One of the best days of the year is Spring Fling, and it’s the last weekend before reading period, which is the study period before exams. They have a big concert on the quad, and it’s one of the few times where I feel like there’s an excuse to start drinking in the morning which is fun. It’s also one of the few days where all of the campus comes together. This past year Ty Dolla Sign came.
How happy were you with the nightlife at Tufts? Is there anything you would change if you could?
For me personally, I’m happy with it. As long as I get to hang out with my friends if I’m happy. There are options to go out to if I want to and I take advantage of those. [When I was choosing a school], partying wasn’t a number one priority and I think that holds true for a lot of people at Tufts. If I could change anything I would make things more open and inclusive. I feel like the social life is kind of divided between groups at times, but I think that happens naturally.
Another thing I’ve noticed about social life is that it’s directly tied to the weather, which is not something that does not bode well for us considering the winter here lasts like five months of the time we’re here. When it’s nice out the social life is happening, but when it’s cold it’s harder to find an excuse to walk outside when it’s like 20 degrees [Fahrenheit].
How did you meet your closest friends?
My wilderness pre-orientation trip, a few of my really close friends happened to be on my trip and we stayed close. Once I got involved in the wilderness pre-orientation program, I met a lot of people who are really great friends. Then I also met people on my freshman hall.

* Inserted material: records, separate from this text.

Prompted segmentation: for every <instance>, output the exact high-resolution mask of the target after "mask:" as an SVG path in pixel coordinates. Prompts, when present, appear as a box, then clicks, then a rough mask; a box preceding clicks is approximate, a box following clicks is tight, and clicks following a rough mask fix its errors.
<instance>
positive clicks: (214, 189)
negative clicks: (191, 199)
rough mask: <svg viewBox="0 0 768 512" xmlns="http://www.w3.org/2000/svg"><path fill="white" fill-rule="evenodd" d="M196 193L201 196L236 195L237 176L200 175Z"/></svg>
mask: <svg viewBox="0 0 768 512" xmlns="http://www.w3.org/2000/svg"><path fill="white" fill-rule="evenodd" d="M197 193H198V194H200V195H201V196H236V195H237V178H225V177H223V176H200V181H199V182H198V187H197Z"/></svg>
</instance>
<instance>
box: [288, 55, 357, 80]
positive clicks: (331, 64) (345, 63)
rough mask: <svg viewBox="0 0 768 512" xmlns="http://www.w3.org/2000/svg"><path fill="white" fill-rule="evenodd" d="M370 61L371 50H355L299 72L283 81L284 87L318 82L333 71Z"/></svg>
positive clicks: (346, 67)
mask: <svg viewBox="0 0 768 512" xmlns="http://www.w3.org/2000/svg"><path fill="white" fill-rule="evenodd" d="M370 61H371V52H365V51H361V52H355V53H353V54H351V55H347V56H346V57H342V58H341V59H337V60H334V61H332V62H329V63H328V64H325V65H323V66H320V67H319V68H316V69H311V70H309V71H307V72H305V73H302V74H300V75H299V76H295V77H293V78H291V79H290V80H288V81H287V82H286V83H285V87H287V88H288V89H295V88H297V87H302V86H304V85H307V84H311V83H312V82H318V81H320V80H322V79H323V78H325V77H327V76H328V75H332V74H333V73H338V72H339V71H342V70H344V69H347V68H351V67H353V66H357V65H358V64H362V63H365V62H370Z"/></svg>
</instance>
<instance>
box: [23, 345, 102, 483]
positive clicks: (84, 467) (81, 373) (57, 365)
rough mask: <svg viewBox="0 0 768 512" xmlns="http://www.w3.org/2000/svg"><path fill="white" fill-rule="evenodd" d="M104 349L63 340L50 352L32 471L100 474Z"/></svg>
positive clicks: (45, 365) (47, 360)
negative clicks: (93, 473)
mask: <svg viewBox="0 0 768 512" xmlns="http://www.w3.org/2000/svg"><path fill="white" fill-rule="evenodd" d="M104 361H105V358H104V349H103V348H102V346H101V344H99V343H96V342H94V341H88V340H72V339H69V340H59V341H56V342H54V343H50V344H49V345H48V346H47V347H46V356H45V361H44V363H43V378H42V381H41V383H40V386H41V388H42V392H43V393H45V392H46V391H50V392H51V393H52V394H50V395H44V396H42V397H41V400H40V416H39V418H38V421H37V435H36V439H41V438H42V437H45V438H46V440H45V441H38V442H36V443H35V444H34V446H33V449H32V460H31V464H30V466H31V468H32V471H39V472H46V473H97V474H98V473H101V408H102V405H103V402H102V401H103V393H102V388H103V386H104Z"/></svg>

How would you describe the social scene?
I think there’s a little bit of something for everyone. There are a bunch of different things going on held by the university and students that cater to people that don’t drink. There are a bunch of performances and artistic things. There are different parties hosted by the campus, and there are a lot of things going on outside of Tufts sponsored things. Also, Boston has such a good social scene. There are so many young people. I know a bunch of my friends will go to Harvard and MIT to party there.
To what extent do you think people of different races and sexual orientations mix socially?
I think it is much more mixed in terms of sexual orientation than racially. Tufts is a very diverse place. There is a high percentage of international students and a whole mix of different races and ethnicities, but I think they don’t always mix as well as they should. But, I understand it, it’s natural to want to be with people like yourself. [About 11% of undergraduates are international students, 13% are Asian, 7% are Hispanic, and 4% are Black.]
How would you describe the student body?
The student body is really nice. Everyone’s super cool, bright, and interested in many things. Rarely do you meet someone that just sits in the library all day, everyone has lives outside of academics and is interested in different things.
Advice for Prospective Freshmen
What is something you wish you knew about Tufts before you entered as a freshman?
I don’t think I realized how cold it gets. It gets really cold. In terms of general advice, get involved in things like clubs and not just academics. That’s where I found a lot of my friends and how I came to feel really secure at Tufts.
What is something that a prospective student may miss on a visit that’s worth checking out?
I think on visits it’s really hard to capture the student body. I find that at Tufts the student body makes a big difference and is really open and accepting.
Reasons to attend Tufts:
1) The location is really, really good.
2) The student body is open, welcoming, and very kind.
3) It’s a collaborative academic atmosphere.
4) There are a bunch of different clubs and extracurriculars you can get into outside of academics.
Reasons to not attend Tufts:
1) It’s really cold.
2) Social life can be kind of divided. On top of that, things can stagnate socially sometimes.